Java Casting in Method Overloading

Question

I have the methods overloading such as:

 public int sum1(int a, int b)
{
    int c= a+b; 
    System.out.println("The method1");
    return c; 
}
public float sum1(int a, float b)
{
    float c=  a+b;
    System.out.println("The method2");
    return c; 
}
public double sum1(float a, float b)
{
    double c=  (double) a+b;
    System.out.println("The method3");
    return c; 
}

From the main method, suppose we have

 double x=10.10f;
 double y=10.20f; 

the apparent type for x and y is double, but the actual type is float. when I call

System.out.println(" the output is :"+cc.sum1(x,y)); 

the error in the compile-time.

The method sum1(int, int) in the type Class is not applicable for the arguments double, double). 

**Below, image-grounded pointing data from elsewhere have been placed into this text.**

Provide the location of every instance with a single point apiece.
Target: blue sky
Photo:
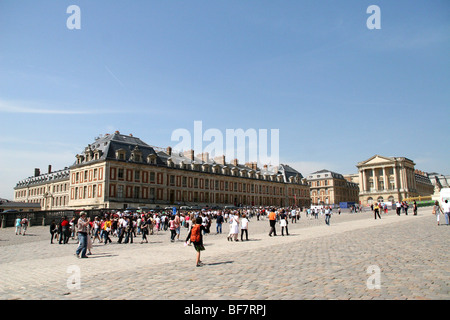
(338, 92)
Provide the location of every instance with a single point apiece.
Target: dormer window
(136, 155)
(120, 154)
(151, 159)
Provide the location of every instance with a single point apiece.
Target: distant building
(383, 179)
(6, 206)
(439, 181)
(50, 190)
(328, 187)
(118, 171)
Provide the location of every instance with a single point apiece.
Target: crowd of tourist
(126, 226)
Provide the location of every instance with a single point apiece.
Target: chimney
(189, 154)
(220, 159)
(204, 156)
(252, 165)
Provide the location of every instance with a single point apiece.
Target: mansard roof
(321, 174)
(108, 145)
(54, 176)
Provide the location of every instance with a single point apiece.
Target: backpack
(195, 233)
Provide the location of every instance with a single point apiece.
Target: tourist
(405, 207)
(177, 220)
(376, 211)
(18, 226)
(145, 225)
(219, 222)
(172, 228)
(24, 225)
(446, 211)
(327, 215)
(284, 223)
(272, 222)
(53, 230)
(82, 225)
(437, 210)
(129, 230)
(398, 207)
(107, 230)
(97, 229)
(234, 227)
(244, 227)
(195, 237)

where it should go to sum1 (i.e. method3) by casting double to float

Answer 1

Floats are funny that way.. they always try to convert to doubles automatically. This code compiles, with floats at every turn.

    public class wood {
    public static void main(String[] args) {
        float x = 10.1f;
        float y = 10.2f;
        System.out.println("Sum of x and y = " + sum1((float)x, (float)y));
    }
    public static float sum1(float x, float y) {
        return (float)((float)x+(float)y);
    }
}

edit; note that using a cast operator outside of parenthesis will cast after what is inside of the parenthesis has computed. So;

System.out.println((int)(50.5 + 50.7));

will print out 101.

Within java, some data conversions are automatic, and others require cast operators.. simply put, java will automatically make widening conversions, while you will have to use a cast operator for narrowing conversions.

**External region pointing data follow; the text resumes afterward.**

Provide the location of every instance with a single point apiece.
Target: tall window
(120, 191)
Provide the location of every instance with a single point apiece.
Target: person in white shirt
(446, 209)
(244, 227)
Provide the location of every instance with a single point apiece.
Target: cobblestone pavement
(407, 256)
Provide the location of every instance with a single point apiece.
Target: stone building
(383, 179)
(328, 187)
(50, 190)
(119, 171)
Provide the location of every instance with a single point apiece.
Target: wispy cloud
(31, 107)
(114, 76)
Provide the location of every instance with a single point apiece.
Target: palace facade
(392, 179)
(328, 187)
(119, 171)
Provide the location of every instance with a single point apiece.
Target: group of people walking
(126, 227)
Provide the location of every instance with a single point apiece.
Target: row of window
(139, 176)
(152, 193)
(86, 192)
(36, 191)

The hierarchy of primitive data types is as follows:

byte //1 byte (-128 through 127)

short //2 bytes (over 32,000 give/take from 0)

int //4 bytes (over 2billion give/take from 0)

long //8 bytes (over 9 quintillion (10^18) give/take from 0)

float //4 bytes (holds 7 decimal places)

double //8 bytes (holds 15 decimal places)

java will not make narrowing conversions automatically, because then data is at risk of being lost. Both byte and short will become ints automatically.

short s = 5;
byte b = 5;
short sum = s + b;  //this will cause an error!

s and b automatically make a widening conversion to an int, and an int cannot be assigned to a short without a cast operator.

short sum = (short)(s + b);

would be needed.

Answer 2

TL;DR version of this answer:

• Variables of primitive types never have a different type at execution-time to their compile-time. (A double is always a double, never a float, etc.)
• Overload resolution (picking which method signature is used) is performed using the compile-time types of expressions
• Method implementation of the picked signature is performed using the execution-time type of the target of the method call

---

the apparent type for x and y is double, but the actual type is float

No, it's not. You've just got a conversion from the assigned float literals to double values. The actual values are double.

Primitives don't work like objects - there's no idea of an int value still being an int inside a double variable, for example.

It's simpler to take an example with integer types. Suppose we have:

byte b = 100;
int x = b;

The value of x is the 32-bit integer representing the value 100. It doesn't "know" that it was originally assigned from a byte value... there just happened to be a conversion from byte to int at the point of assignment.

Compare that with reference types:

String x = "hello";
Object y = x;

Here, the value of y really is a reference to a String object. That type information is preserved precisely because there's a whole object that can contain it, and because the value of the variable itself is only a reference. (The bits themselves don't need to change as part of the assignment - in a simple VM at least, they'll be the exact same bits in x and y, because they're referring to the same object.)

Even in that case, however, overload resolution occurs based on the compile-time type of the arguments, not their actual values at execution time. The only way that the execution-time type of a variable gets involved is with overriding based on the target of a method call. So if we have:

Foo f = new X();
Foo g = new Y();
Foo h = new Z();

f.someMethod(g, h);

... then the compiler will look for a method in Foo which has two Foo parameters (or Object or other superclasses/interfaces) - the actual types of the objects involved are irrelevant. At execution time, however, if that method has been overridden in X, then that override will be called due to the execution-time type of the object f's value refers to.

Answer 3

Try to add new function: public double sum1(double a, double b). It will solve your problem. And also, this kind of casting will cause loss of data.

Answer 4

No, the actual type of the variables is double. The type of the constants that you're assigning to that double variable, which get promoted on assignment, is float.

Answer 5

Casting double to float may cause loss of data, since it's a narrowing conversion, and is therefore not done automatically by the compiler. You'll have to cast the variables to float explicitly if you want it to take place.